As shown in FIG. 1, FIG. 2, and FIG. 4, the wiring circuits 15 are formed to enable the electrodes 28 of the piezoelectric members 13 and the driver circuit substrates 16 to connect to each other. That is, each wiring circuit 15 is an aggregate of wiring lines 15a that connect the driver circuit substrate 16 to the respective electrodes 28. The wiring line 15a is arranged to avoid each supply opening 21A and has an electrode pad 15b at its end portion.

For example, in regard to how to form the wiring circuit 15, a Cr film configured on the substrate 10 by sputtering is formed into a predetermined wiring pattern by using a subtractive method. Then, an Au film is formed on the Cr wiring pattern by an electrolytic plating method. As a result, the wiring lines 15a and the electrode pads 15b are formed on the substrate 10. In the wiring circuit 15, the electrode pads 15b are connected with the electrode pads 30 of the piezoelectric member 13 through the bonding wires 50.
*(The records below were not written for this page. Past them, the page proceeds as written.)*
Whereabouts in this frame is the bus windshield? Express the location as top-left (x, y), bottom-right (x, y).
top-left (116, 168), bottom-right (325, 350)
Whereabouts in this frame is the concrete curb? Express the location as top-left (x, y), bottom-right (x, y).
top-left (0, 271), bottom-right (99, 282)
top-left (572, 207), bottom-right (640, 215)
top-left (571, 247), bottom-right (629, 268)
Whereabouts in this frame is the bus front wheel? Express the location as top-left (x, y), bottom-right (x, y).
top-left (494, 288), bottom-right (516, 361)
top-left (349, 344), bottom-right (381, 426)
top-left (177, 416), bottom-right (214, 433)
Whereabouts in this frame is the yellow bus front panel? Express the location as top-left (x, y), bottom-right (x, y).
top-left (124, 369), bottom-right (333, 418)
Some of the wiring lines 15a cut across a bonding area 13A which is the range on the substrate 10 where the piezoelectric member 13 is bonded. Specifically, the wiring lines 15a are provided to cut across the bonding area 13A on the substrate 10 where the piezoelectric member 13 is bonded in such a manner that one of each pair of alternately arranged wiring lines 15a in the wiring lines 15a provided in parallel is adjacent to the electrode pad 30 to be connected. Each electrode pad 15b is arranged in proximity to the piezoelectric pad 30 on the substrate 10 when the piezoelectric member 13 is bonded to the bonding area 13A.

The driver circuit substrate 16 is a printed circuit board configured to drive each piezoelectric member 13, and it is an external circuit substrate connected to an external device such as a control unit of a printer. For example, the driver circuit substrate 16 comprises a tape carrier package (TCP) 31 and an anisotropic conductive film (ACF) 32.
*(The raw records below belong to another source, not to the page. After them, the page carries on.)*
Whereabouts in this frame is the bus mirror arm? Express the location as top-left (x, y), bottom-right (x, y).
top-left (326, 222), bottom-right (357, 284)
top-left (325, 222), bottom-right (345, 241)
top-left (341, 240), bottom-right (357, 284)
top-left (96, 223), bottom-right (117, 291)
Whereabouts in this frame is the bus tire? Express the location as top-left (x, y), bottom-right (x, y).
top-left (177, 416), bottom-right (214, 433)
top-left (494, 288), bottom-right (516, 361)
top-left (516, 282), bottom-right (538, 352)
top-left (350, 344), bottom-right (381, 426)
In the driver circuit substrate 16, when the ACF 32 is subjected to thermocompression bonding, the TCP 31 is joined and connected (mounted) to the substrate 10.

The TCP 31 comprises a tape-like resin film 34 and an IC chip 35 which is a drive IC of the piezoelectric member 13. Furthermore, the TCP 31 comprises on the resin film 34 a wiring circuit 36 patterned from the IC chip 35 to its terminal potion 33.

The IC chip 35 of such a driver circuit substrate 16 is connected to each electrode 28 of the piezoelectric member 13 through the wiring circuit 36, the ACF 32, and the wiring circuit 15. Furthermore, the TCP 31 is connected to, e.g., a printed substrate provided to the external device such as a control unit of the printer.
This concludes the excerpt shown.